Ajoutons enfin que les éleveurs désespérés ne sont pas les seuls à agir contre la faune dans l’illégalité, le braconnage est toujours d’actualité et fait également beaucoup de dégâts. Par exemple, très récemment, des agents de l’ONCFS ont interpellé trois personnes qui chassaient illégalement des animaux la nuit (sangliers, chevreuils et lièvres) depuis cinq ans dans les Hautes-Pyrénées. Avec plus de trente morts à leur actif, ils ont admis le plaisir qu’ils tiraient de leurs parties de chasse nocturnes et le caractère amusant de ces dernières. Et ce ne sont pas les seuls adeptes des « sensations fortes » du braconnage nocturne. Malheureusement, il n’est pas facile de les prendre la main dans le sac et les réseaux ne sont pas toujours démantelés. L’impact sur certaines populations d’animaux ainsi que sur la sécurité des personnes vivant dans ces zones reste considérable.
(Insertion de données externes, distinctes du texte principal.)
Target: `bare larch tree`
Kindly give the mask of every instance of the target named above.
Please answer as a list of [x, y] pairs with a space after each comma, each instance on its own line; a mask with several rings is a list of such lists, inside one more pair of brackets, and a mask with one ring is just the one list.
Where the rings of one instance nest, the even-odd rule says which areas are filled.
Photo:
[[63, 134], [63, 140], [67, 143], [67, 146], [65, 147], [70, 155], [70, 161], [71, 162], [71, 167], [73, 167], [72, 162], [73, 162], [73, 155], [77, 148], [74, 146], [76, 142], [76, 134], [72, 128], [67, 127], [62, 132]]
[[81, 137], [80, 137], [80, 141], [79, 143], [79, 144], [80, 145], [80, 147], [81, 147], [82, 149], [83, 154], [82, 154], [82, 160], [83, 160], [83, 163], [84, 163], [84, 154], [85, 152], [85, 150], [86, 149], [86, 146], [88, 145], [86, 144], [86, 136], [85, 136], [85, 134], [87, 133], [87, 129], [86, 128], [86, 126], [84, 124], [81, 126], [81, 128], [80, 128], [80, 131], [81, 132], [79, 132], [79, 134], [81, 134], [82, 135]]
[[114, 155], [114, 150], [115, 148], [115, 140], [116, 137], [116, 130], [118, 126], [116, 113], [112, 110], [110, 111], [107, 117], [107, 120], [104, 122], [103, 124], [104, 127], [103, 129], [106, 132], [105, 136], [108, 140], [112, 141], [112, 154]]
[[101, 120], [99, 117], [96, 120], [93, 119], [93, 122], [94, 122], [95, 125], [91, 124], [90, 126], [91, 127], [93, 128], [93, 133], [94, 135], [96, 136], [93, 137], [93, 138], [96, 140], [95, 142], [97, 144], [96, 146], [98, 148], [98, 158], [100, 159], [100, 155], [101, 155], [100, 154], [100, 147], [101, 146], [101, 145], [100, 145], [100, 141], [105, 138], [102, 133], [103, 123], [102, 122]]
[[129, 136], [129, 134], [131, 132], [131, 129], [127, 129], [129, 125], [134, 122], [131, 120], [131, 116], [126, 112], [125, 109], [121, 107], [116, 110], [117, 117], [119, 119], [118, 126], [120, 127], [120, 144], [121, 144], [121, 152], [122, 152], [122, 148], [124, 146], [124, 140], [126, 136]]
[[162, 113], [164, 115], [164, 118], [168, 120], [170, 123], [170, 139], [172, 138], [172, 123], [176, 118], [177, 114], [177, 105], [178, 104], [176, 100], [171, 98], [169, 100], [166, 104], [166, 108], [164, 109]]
Derrière le masque de la régulation, une simple soif de sang
La chasse est aujourd’hui un loisir qui se prétend indispensable à l’équilibre de la faune mais s’apparente plutôt à une association de pompiers pyromanes. Entre abattage des prédateurs (qui sont, rappelons-le, les seuls véritables régulateurs de la nature) et méthodes barbares telles que la chasse en captivité, la malhonnêteté des arguments qui se veulent défenseurs de la chasse est chaque jour plus flagrante.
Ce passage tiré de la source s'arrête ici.